You know what will finally fix health care?
Information.
For centuries good health care has not really been about seeing a doctor or a surgeon. It’s been about getting the right information to the right person at the right time. Okay, sure, often that person WAS a doctor or a surgeon, but often it was not. And the smarter we got as societies, the longer and better we started living. The pattern still holds.
These days we have ready, free (or as close as makes no difference) access to all the information our doctors do. (Except patient records — HIPAA says that would be a violation of privacy, and I agree…)
What we, the patient-class, the uninitiated do NOT have free and ready access to is trusted gatekeepers who will filter the good information from the not-so-good. You know, doctors who will tell us that although our Google search on these symptoms was flawed because we left out “night sweats,” or something like that.
Assuming we haven’t all succumbed to Bird Flu, Swine Flu, Nanocancer, or the Andromeda Strain in the next 200 years, I firmly believe that our descendants are going to look back at our primitive, 21st-century discussions and wonder why we wasted so much time and money when what finally fixed Health Care was information we’d been sitting on for decades.

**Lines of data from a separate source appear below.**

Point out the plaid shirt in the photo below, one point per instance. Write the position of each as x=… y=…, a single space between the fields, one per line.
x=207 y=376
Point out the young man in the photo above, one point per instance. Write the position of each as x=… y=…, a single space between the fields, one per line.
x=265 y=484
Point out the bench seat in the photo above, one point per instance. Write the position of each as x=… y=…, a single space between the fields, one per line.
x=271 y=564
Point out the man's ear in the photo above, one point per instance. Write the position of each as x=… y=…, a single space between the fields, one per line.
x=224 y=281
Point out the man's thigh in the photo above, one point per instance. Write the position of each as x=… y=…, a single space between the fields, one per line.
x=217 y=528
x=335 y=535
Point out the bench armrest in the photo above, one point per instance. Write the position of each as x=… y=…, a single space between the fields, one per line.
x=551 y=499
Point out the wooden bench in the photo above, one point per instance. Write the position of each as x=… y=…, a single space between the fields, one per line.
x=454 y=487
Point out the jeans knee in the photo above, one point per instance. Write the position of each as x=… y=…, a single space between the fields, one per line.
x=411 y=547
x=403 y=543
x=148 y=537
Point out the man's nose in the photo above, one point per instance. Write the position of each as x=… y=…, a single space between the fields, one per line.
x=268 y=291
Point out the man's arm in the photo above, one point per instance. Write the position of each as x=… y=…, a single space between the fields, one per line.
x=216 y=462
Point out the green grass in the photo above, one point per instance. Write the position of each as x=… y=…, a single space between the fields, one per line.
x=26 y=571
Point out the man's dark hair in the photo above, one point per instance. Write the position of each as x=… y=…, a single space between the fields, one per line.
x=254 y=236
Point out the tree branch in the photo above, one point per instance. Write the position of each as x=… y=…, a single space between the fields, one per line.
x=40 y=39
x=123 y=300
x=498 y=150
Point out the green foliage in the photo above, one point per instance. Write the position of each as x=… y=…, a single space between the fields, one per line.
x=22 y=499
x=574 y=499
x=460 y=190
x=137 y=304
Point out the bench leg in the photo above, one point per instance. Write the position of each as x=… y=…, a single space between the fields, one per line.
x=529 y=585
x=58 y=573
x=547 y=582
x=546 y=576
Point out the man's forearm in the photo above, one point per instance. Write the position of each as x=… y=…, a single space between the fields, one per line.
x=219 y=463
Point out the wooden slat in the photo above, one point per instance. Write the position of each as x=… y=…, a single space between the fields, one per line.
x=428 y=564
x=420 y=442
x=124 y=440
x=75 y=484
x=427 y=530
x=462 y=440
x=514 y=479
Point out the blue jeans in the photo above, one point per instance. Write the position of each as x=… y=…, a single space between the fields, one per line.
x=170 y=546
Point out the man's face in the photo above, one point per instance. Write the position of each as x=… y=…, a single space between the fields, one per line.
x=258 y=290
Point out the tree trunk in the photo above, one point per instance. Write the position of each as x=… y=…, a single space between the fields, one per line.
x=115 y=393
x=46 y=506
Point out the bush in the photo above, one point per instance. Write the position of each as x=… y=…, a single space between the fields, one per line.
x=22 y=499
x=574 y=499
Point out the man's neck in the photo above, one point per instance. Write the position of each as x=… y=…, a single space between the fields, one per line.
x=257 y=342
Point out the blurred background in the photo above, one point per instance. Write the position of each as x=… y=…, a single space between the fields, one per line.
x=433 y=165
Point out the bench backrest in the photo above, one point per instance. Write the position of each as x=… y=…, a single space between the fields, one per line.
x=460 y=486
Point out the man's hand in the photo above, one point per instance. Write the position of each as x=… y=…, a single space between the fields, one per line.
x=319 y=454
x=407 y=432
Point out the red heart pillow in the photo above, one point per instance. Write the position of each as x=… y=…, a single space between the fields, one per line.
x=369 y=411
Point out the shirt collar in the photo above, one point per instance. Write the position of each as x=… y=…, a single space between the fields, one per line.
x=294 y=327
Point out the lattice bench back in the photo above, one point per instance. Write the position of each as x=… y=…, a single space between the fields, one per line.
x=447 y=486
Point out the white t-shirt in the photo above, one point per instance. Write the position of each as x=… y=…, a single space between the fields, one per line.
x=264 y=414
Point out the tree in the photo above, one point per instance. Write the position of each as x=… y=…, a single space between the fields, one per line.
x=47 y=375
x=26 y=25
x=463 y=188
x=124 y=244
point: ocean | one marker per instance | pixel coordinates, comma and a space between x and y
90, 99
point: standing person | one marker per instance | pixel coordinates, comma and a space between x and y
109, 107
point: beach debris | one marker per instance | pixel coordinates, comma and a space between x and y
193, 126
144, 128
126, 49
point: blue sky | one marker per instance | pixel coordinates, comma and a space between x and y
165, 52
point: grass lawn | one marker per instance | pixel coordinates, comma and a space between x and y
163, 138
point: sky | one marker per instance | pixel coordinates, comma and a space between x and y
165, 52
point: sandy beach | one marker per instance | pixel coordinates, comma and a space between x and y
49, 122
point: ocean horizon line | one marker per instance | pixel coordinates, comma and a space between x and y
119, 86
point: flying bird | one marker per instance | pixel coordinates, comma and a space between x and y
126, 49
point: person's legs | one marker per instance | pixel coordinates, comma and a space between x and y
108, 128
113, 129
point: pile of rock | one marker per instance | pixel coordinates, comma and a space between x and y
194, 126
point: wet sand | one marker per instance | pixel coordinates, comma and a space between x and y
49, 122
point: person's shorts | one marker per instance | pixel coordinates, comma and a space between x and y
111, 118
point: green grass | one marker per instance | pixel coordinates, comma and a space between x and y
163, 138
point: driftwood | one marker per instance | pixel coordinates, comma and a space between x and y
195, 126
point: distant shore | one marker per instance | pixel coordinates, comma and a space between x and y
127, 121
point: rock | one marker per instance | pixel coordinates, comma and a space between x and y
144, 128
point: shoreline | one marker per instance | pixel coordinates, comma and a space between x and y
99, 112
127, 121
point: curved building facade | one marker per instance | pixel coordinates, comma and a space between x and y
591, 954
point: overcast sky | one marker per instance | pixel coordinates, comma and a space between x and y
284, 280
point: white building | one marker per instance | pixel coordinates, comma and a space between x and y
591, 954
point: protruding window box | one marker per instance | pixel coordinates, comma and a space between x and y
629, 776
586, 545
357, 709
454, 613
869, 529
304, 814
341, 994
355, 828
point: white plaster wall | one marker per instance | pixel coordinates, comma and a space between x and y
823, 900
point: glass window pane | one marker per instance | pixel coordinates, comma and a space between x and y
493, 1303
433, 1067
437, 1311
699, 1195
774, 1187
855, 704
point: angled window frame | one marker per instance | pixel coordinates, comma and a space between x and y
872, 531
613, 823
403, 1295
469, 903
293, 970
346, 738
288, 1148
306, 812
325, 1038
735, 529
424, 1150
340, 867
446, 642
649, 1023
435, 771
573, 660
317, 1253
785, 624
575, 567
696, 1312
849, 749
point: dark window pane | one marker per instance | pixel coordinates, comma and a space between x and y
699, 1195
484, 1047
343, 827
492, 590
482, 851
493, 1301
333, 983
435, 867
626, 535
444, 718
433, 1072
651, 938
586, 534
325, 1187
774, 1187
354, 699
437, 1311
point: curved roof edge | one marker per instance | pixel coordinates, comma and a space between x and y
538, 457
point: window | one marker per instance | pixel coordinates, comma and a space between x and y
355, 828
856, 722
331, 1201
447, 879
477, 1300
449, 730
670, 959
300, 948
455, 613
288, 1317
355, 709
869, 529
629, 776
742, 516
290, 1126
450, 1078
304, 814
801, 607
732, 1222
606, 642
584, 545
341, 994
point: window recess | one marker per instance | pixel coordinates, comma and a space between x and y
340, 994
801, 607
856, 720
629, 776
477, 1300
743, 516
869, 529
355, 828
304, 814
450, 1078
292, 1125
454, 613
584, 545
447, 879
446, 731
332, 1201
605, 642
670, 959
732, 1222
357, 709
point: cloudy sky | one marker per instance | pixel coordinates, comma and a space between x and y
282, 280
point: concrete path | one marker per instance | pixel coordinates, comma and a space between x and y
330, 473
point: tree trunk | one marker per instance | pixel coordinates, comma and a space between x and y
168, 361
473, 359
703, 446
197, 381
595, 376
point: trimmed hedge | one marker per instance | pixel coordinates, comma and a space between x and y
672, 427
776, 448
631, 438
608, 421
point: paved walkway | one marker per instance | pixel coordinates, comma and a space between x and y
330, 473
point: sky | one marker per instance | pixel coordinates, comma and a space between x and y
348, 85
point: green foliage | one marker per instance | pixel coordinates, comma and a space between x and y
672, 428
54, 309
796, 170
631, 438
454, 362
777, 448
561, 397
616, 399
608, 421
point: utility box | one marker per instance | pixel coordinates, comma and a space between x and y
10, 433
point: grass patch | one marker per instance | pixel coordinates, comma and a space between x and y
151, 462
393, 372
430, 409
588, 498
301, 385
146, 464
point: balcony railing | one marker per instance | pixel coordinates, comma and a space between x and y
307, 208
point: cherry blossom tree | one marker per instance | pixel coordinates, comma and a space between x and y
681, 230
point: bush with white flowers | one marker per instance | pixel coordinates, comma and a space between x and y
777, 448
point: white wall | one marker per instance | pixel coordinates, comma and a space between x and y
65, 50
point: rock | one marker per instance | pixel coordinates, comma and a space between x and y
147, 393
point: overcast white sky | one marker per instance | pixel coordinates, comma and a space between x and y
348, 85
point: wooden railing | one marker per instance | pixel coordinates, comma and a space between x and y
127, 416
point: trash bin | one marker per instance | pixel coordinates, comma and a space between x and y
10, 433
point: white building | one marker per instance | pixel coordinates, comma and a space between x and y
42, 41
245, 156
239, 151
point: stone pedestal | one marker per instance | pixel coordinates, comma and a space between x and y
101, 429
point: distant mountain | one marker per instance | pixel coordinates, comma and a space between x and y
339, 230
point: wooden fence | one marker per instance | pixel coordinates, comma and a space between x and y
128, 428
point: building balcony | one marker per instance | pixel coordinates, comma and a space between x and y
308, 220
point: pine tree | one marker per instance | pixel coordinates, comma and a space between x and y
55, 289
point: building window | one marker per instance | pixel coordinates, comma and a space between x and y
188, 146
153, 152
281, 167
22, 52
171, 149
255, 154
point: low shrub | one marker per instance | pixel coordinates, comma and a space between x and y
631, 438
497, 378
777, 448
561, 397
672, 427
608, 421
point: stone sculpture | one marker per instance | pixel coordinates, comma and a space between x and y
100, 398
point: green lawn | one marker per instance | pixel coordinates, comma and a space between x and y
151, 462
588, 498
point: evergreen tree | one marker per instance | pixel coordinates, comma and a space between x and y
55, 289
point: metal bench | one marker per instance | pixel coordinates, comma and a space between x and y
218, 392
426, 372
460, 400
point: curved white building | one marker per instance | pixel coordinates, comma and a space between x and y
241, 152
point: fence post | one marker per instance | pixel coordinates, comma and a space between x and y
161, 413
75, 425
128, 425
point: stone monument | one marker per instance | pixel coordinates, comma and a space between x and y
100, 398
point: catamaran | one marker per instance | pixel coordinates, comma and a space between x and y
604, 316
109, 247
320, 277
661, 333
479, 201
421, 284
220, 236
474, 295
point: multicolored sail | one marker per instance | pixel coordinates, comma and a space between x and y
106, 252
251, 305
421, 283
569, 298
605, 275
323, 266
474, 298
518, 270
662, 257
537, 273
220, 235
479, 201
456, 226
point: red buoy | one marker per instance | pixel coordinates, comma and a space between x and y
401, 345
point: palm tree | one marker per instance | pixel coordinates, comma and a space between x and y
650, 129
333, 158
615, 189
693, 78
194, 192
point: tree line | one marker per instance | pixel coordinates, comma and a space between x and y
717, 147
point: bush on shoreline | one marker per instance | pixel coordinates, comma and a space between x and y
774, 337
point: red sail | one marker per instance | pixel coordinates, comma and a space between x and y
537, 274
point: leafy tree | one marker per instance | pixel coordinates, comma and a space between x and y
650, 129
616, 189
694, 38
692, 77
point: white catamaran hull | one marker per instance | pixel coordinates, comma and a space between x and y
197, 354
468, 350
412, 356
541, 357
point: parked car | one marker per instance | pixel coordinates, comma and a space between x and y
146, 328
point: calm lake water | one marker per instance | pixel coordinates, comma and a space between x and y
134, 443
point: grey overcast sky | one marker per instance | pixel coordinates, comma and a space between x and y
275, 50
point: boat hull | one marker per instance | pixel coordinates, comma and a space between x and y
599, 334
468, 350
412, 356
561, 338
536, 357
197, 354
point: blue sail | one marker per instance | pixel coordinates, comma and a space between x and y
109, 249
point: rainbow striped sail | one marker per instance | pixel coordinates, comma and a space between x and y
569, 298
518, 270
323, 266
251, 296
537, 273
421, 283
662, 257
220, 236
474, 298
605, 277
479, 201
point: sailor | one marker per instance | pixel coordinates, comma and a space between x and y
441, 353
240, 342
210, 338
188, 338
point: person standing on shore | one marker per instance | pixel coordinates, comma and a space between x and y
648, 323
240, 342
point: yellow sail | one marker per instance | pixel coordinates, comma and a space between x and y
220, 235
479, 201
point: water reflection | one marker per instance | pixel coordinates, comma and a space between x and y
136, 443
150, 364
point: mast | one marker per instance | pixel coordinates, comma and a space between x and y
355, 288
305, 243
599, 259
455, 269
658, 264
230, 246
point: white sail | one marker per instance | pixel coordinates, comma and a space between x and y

We will probably always need a select few, skilled practitioners of the dark and arcane arts of medicine, but most of what we need to be healthy is a correct diagnosis, and the alignment of simple treatments with sets of symptoms.
That’s just information.
I’m not belittling what my doctor does. He’s worked hard to throw terabytes of information into his head so that his miraculously synaptic brain can quickly process my complaint and prescribe the treatments I need (and proscribe the things that are hurting me.)
But it’s still just information.
Okay, not when he whips out his scalpel and removes a mass from my forearm (had that done in January. Ouch.) — that’s skill acquired through years of practice. And we’ll always need somebody with that skill set to complete certain treatments. We’ll also always need other things that cost money, like new medications, fancy devices for irradiating tissue, and diagnostic tools. But those things don’t need to cost what they currently do. Not once we fix the flow of information.
I’m not proposing anything radical here. I’m not really proposing anything. I’m arm-chair quarterbacking, only instead of yelling at the television about the choice of plays, I’m yelling about how the game should really be taken into orbit and played in three dimensions by guys in armored EVA suits.